Yes. Maybe a better way to say that. I see a few use cases:

use numpy, which I think would be faster/fewer requirements/nice for backwards compatibility
use hdf5 in memory to speed up testing and it's good for test models and frequently changing models (e.g., optimization)
use hdf5 from a file for very large models

On Wed, Jan 31, 2018 at 5:50 AM, mjredmond notifications@github.com wrote:

The biggest question of HDF5 that I have is, can I just load say a 4 GB file into memory and use the HDF5 structure as an API? I'd like to not write out a file if I don't need to.

Oh, you want to convert an op2 to h5Nastran, but not write out the h5Nastran file, just keep it in memory. It's currently not implemented but is possible, since you can have in memory h5 files with pytables. I think it would be fairly easy to do.

As far as the pytables/h5py merger, I haven't seen any progress in over a year, so I have no clue when that is happening. Unfortunately I don't think h5py can make tables like pytables can (if it does I have no clue and haven't see any examples).

— You are receiving this because you commented.
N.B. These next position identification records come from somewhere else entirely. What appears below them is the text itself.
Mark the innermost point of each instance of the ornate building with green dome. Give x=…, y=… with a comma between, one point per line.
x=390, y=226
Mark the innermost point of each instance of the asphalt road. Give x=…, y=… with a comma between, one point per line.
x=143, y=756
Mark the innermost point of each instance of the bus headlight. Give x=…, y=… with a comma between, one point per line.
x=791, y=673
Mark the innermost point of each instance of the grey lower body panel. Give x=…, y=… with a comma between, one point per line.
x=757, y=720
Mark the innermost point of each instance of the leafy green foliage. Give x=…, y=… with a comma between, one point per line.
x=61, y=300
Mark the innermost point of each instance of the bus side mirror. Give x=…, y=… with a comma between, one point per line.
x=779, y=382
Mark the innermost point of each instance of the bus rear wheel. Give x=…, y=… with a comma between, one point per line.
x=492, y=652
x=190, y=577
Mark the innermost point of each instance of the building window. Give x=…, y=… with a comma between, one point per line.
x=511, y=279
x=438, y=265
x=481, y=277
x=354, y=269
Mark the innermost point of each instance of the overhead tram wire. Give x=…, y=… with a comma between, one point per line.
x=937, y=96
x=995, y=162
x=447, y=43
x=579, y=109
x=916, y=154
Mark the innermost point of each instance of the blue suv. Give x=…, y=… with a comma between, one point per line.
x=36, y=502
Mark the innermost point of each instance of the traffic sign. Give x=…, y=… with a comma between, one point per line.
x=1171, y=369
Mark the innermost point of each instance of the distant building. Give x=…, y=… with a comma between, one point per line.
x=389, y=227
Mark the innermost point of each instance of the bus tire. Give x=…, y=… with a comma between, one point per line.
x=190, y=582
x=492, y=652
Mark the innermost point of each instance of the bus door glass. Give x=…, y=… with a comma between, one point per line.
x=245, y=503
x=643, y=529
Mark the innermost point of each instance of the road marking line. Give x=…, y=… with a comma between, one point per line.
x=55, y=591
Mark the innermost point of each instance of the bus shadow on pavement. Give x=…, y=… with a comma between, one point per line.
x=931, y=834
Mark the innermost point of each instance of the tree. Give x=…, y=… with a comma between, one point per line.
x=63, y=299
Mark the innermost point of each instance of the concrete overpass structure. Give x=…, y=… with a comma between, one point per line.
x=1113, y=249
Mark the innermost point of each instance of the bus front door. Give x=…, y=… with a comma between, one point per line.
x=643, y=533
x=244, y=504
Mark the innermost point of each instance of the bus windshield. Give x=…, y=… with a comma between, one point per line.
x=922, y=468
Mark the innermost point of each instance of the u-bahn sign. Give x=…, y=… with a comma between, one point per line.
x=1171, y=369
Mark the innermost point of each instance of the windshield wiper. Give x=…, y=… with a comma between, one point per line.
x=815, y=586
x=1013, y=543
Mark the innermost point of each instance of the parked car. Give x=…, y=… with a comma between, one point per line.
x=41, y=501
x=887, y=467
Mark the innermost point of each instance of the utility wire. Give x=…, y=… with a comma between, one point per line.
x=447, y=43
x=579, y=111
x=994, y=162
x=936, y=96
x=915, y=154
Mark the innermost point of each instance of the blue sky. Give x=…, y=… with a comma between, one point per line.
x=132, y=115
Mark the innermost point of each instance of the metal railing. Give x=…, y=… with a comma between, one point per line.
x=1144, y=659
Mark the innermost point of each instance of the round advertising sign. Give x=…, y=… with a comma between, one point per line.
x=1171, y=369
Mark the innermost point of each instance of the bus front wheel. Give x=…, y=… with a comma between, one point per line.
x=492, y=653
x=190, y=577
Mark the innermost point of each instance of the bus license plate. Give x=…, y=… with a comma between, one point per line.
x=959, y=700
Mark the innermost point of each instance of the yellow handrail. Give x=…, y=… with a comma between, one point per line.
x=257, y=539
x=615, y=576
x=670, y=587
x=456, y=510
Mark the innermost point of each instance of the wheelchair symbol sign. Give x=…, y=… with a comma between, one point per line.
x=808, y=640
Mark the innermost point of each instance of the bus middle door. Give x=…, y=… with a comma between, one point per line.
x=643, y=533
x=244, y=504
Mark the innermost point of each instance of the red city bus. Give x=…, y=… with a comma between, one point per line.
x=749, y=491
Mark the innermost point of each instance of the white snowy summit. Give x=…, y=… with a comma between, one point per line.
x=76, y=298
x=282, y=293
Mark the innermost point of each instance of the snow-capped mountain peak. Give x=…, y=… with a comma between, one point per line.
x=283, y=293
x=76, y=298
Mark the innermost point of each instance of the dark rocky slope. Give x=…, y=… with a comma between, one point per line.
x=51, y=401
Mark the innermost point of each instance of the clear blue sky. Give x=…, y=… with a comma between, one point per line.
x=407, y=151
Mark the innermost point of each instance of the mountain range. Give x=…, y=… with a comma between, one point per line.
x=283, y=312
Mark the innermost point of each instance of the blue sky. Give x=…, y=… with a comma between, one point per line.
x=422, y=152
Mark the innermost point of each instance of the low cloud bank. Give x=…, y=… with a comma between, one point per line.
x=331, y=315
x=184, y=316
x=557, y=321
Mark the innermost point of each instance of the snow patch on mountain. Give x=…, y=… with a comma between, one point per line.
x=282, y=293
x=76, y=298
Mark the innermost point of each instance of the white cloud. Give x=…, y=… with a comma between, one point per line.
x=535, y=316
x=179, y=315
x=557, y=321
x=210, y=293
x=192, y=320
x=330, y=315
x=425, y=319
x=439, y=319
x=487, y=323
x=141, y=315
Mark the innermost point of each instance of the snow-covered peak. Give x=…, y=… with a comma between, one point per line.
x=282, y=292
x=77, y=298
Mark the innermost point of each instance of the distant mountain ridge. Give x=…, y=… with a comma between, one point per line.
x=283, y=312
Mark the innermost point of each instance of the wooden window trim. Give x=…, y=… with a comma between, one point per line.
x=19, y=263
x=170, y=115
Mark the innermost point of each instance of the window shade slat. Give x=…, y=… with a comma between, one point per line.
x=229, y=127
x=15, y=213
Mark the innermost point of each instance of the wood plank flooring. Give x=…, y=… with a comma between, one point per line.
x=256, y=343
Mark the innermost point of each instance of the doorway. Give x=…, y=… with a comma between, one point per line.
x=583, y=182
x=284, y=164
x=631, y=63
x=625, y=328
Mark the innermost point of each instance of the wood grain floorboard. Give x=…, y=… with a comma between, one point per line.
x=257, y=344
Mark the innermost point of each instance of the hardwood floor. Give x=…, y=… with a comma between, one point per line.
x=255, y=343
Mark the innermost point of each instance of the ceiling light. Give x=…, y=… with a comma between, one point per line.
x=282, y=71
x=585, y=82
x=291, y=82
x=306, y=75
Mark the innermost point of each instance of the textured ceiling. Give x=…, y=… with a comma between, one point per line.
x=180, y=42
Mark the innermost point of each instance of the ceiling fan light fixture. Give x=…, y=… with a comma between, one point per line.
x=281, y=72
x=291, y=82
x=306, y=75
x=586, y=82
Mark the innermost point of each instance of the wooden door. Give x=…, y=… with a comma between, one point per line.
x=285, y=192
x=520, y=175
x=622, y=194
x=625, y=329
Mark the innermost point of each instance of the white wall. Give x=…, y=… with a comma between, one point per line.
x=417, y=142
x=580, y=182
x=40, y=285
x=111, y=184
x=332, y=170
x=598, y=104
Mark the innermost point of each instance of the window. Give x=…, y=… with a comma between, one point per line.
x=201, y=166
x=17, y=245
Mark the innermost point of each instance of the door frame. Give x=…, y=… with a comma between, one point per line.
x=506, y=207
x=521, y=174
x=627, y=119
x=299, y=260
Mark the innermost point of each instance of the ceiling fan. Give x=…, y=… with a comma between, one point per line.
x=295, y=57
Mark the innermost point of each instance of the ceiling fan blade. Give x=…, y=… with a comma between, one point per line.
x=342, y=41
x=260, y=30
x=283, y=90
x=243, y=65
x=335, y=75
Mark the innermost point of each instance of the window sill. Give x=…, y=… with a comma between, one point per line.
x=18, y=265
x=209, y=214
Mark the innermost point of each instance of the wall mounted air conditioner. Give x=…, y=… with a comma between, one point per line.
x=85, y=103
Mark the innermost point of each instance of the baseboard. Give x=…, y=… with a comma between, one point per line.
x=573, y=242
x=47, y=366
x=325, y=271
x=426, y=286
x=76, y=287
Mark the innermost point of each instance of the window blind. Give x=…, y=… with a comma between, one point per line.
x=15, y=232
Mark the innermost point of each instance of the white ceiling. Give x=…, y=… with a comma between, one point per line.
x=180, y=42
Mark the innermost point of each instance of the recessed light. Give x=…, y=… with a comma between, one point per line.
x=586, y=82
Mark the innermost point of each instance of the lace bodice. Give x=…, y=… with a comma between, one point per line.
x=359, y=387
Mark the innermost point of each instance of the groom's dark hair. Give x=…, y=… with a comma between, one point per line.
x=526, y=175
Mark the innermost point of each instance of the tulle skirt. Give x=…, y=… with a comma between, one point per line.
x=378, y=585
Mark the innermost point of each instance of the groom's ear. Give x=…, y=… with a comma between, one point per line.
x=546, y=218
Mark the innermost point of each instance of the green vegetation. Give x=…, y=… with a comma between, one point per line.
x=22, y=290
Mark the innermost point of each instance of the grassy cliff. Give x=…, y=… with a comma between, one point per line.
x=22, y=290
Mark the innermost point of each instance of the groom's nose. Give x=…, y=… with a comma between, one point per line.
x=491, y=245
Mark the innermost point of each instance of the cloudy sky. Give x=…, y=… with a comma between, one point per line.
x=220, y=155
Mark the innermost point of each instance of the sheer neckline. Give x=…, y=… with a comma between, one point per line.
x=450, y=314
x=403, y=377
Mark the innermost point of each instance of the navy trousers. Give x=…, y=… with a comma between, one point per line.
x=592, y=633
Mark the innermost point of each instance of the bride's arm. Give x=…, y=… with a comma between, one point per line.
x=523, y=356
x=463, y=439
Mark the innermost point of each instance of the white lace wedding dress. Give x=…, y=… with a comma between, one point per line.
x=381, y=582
Reply to this email directly, view it on GitHub https://github.com/SteveDoyle2/pyNastran/issues/474#issuecomment-361937654, or mute the thread https://github.com/notifications/unsubscribe-auth/ABAqWXDLgvbxNsuOO0jMsu1dnNGM14osks5tQG-zgaJpZM4Ry6sv .

dmap-guru commented 6 years ago

It looks like you guys don't have any documentation for HDF5 files output by MSC Nastran. In versions 2017 and 2018, the installation publishes the HDF5 schema at /msc20170/util/nh5rdb (replace 20170 with 20180 for V2018) in xml, html and C header file (.h) formats. Here you can see all the relations that the version supports. If you download the HDF5 viewer at hdfgroup.org (java) or vitables from vitables.org (python), you can read the .h5 file created by Nastran directly to see how the schema stores the data. The Release Guides 2016, 2017 and 2018 explain various aspects of the HDF5 file and the data Nastran writes to it. If you don't have access to these data, let me know and I can get them to you.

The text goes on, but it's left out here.